This is a difficult review to write. The problem is approaching this miniseries and the subsequent new Sci-Fi Channel series without personal prejudice. I am a huge fan of the original Battlestar Galactica. While this incarnation has many redeeming qualities, I find it hard to consider it the same animal. The f/x are unquestionably some of the best yet seen on television. The action is ramped up many degrees from the original. The stories are, for the most part, more complex. So why do I hesitate in declaring this “reimagined” edition as superior? I don’t believe it was necessary to take steps that appear to me intended only to aggravate followers of the original. Making Starbuck a woman is probably the most egregious of these moves. I have a lot of respect for producer Ron Moore. His work on many of the Star Trek reinventions is top notch. Here he is unwilling to pay proper respect to what came before. Edward James Olmos, the new Adama, has made it clear that this show will anger fans of the original. I have continually preached in these reviews the importance of characters and the chemistry between them. The original Galactica had something special in the original Starbuck/Apollo relationship. While I’m willing to admit that my opinion could be colored, I find it hard to care about these characters. There is too much political correctness and romance.
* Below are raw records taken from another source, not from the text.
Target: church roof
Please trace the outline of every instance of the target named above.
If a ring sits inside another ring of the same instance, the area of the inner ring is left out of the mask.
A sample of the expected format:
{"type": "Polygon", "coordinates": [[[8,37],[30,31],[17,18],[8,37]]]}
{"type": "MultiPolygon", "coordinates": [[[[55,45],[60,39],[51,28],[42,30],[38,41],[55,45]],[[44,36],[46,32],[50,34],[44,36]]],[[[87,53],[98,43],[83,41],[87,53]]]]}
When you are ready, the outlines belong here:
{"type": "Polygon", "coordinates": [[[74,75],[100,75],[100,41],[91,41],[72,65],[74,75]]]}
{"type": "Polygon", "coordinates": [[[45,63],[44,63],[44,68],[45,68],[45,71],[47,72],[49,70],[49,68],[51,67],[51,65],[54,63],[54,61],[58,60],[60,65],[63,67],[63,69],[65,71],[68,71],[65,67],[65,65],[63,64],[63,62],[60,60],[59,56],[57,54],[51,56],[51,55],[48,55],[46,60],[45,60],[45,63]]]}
The miniseries does pretty much follow the original pilot story. In this version the Galactica is about to be decommissioned. The focus becomes not only the last surviving military vessel, but one so old that it was slated to become a museum piece. There is great tension in the Apollo/Adama relationship that centers on the death of Zak, Apollo’s brother. The Colonial Vipers are true to the original design with far more detail, not possible 30 years ago on a television budget. The Cylons are human looking, and in the tradition of The Thing, could be anyone anywhere. The politics of the Colonies is explored much further here with the creation of a President, succeeded from the Education Secretary as the sole survivor of the Cylon attack. Finally the Baltar character is not so cut and dried evil. Seduced by an attractive Cylon into his betrayal, he seems to struggle at times with his part in the destruction of the 12 Colonies.
“Fleeing from the Cylon tyranny, the last battlestar, Galactica, leads a ragtag fleet of survivors in search of a mythical planet called Earth.” This old tag line from the original Galactica still fits as a series description. The new Galactica is less about the search for Earth than it is about the society and culture of the 12 colonies on the journey.
Give Sci-Fi Pictures credit for mastering a wonderful Dolby Digital 5.1 audio track. Surrounds are used masterfully almost universally throughout the miniseries. Space battles come alive like never before. Your experience will come alive as you’ll hear ships and laser blasts pan all around you. This mix literally puts you in the cockpit of a viper. The dialogue is always clear and very well centered. Subs dominate during the show’s many dogfights.
There is a commentary track that features Ron Moore, David Eick (producers) and Michael Rymer (director). They each provide a wealth of information about every aspect of the show’s production. I was glad to hear them confront the controversial changes from the original. While I do not agree with their assessment, I was pleased they did not ignore the issue.
Battlestar Galactica is presented in its original broadcast 1.78:1 aspect ratio. The wide screen transfer does add an element the original was unable to provide. The epic nature of the story plays better with the wider canvas. The transfer is flawless. There aren’t any specks or blemishes evident even with the closest scrutiny. The major problem is the compression artifacts. There’s a lot of blackness; this is a space opera after all. The compression problems show themselves most notably during these space battles. It might have been wiser to split the 2 parts over 2 discs. The bit rate often falls below 2mbps.
“Battlestar Galactica: The Lowdown” is a 45 minute feature that also originally aired on the Sci-Fi Channel. For those who haven’t seen the “Lowdown” series, they are intended as an introduction to the show. You are pretty much expected to know little about the program when the Lowdown bits air. You’ll find the standard interviews and behind the scenes elements mixed in with a very large number of clips from the show itself. These can be tedious when viewed right after watching the miniseries. You’ll be happy to find participation by Richard Hatch (original Apollo) and Dirk Benedict (original Starbuck) in this feature. There is an amusing bit between the two Starbuck actors.
There are over 20 minutes of deleted scenes provided here. Many of them were obviously deleted early on as the production is unfinished. None of it really stands out. Most are merely extensions of already included scenes.
It should be mentioned that there are 2 releases out there. Most contain a single double-sided disc. There are a few sets which contain 2 single-sided discs. I have the 1 disc set but would have preferred they stayed with 2 discs. I find double-sided discs to be more fragile and cumbersome to use.
With all of my prejudice laid bare, I will admit that the new Galactica has potential; I just wished it had been presented as a totally new and original show carrying a different name. This way we original fans could hold out hope for some kind of reunion of our beloved show and still enjoy a brand new space opera even if it had similar ideas. If you’re not sure where you stand with all of these changes, this disc makes a far better rental than buy. There’s nothing outside of the deleted scenes you couldn’t have gotten off the Sci-Fi Channel. I think we can all agree that Battlestar Galactica deserves to live on in some form or another. “So say we all.”